Nonprofit Sustainable Competitive Advantage

In both the for profit and nonprofit business environment, the keys to sustainable competitive advantage are a firm’s resources, including assets, organizational core competencies, knowledge, and processes. Professor Michael Porter (Harvard) theorizes that in order for these resources to create a competitive advantage they must have four characteristics:

The resources must be valuable. The value of an organizational resource is the degree to which it contributes to efficiency and effectiveness.

The resources must be rare. If many organizations have the same valuable resources, they can replicate your advantage.

The resources must be imperfectly imitable.  They must be impossible to duplicate.
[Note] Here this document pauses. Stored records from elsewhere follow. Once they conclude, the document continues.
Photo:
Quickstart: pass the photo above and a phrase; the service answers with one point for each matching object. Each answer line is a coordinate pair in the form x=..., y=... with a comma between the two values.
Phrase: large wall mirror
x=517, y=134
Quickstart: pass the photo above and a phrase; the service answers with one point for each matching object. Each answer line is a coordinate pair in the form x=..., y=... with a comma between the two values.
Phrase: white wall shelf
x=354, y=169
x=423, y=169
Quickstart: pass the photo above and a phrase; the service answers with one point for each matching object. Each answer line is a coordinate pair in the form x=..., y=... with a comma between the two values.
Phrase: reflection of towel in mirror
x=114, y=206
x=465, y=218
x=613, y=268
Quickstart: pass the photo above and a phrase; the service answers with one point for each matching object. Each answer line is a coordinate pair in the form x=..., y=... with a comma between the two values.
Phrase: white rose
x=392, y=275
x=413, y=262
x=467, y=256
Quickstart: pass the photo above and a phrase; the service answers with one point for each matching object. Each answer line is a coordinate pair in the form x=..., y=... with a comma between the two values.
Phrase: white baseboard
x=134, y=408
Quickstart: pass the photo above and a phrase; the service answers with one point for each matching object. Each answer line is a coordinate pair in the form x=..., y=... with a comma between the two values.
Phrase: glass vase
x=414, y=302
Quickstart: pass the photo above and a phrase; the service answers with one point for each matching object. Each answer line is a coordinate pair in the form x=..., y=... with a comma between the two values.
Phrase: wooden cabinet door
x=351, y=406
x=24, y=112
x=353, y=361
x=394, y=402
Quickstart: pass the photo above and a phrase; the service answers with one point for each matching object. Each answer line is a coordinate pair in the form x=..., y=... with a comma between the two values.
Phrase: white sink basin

This may be due to sheer difficulty, actual impossibility, or because it would be cost prohibitive.

The resources must be nonsubstitutable.  This means that your resources cannot be replaced, and the use of other resources would not produce the same value.
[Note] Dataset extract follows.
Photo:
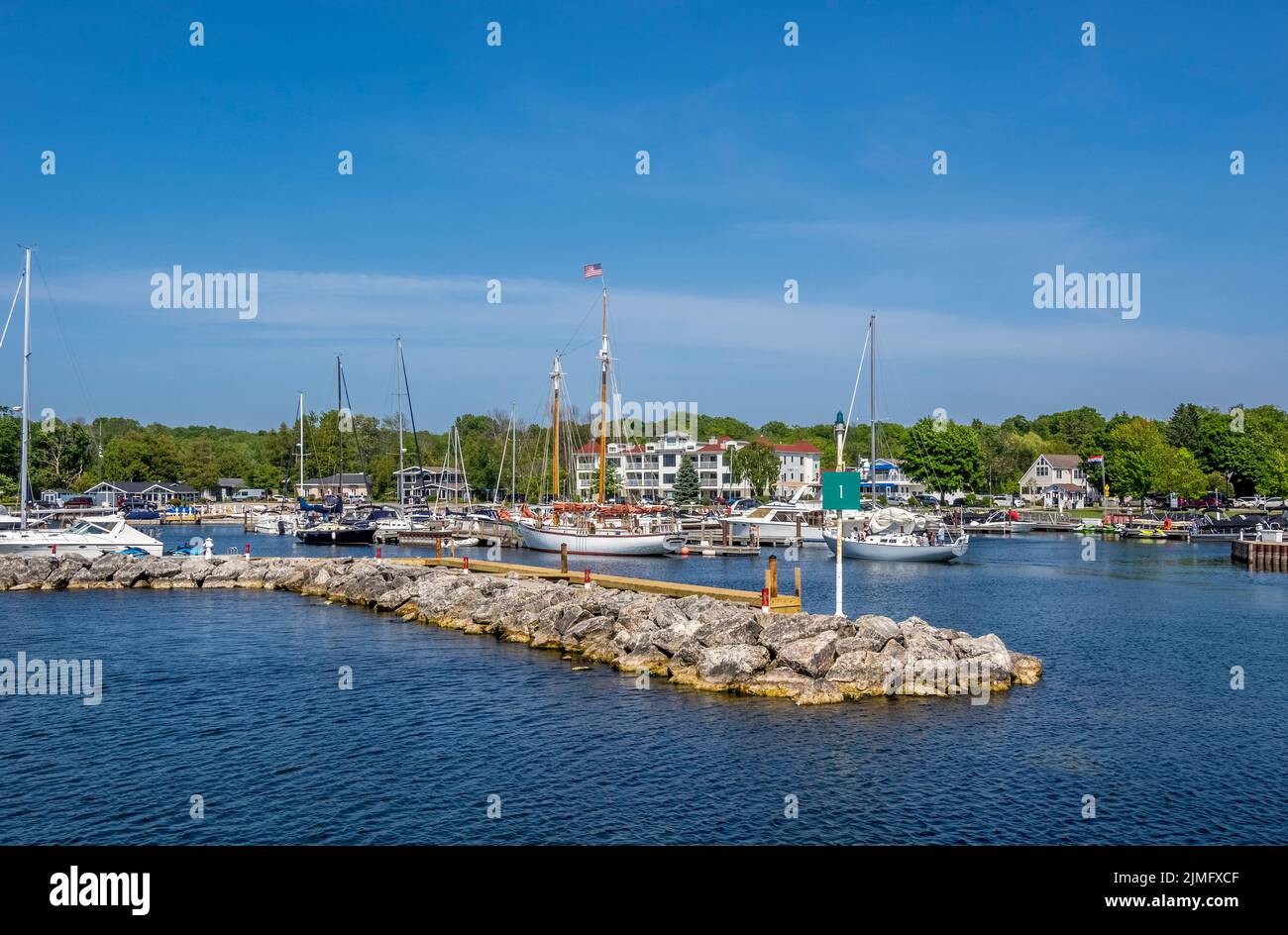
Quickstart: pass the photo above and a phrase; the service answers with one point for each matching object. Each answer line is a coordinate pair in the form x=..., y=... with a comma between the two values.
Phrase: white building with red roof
x=647, y=468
It isn’t easy for a nonprofit to create a sustainable competitive advantage. Society expects nonprofits to avoid competition of any sort. Our history speaks of collaboration, scarce resources and community, a combination that is the antithesis of competition. However in this economic climate charitable, educational, artistic and other types of not-for-profit organizations are struggling with declining fee and grant revenue, decreasing charitable contributions, increased operational and program costs, and increased struggle for limited new funding. In order to remain viable, nonprofits must compete. But competition doesn’t have to be aggressive, as is sometimes seen in the for profit environment. A nonprofit can compete by demonstrating value to its clients/customers in ways that distinguish it from other, similar organizations.

But if we are all performing meaningful and collaborative service in the spirit of our missions, how does one organization set itself apart from the pack?

No matter what your mission is or the types of programming you offer, I suggest there are five steps that can help a nonprofit gain a sustainable competitive advantage: 1. Hire competent employees and developing them into superstars. 2. Use organizational knowledge and skilled analysis to accurately determine what stakeholders want or need. 3. Meet emerging needs by creating innovative systems and programs. 4. Develop organizational competencies in areas that increase efficiencies. 5. Identify target outcomes and meet them to prove you are effective.

Nonprofits must compete to remain viable. It does not diminish our mission to create rare, imperfectly imitable, nonsubstitutable and valuable resources.  In fact it creates value by demonstrating our worth to the community. This form of competition is not a necessary evil; it is simply necessary.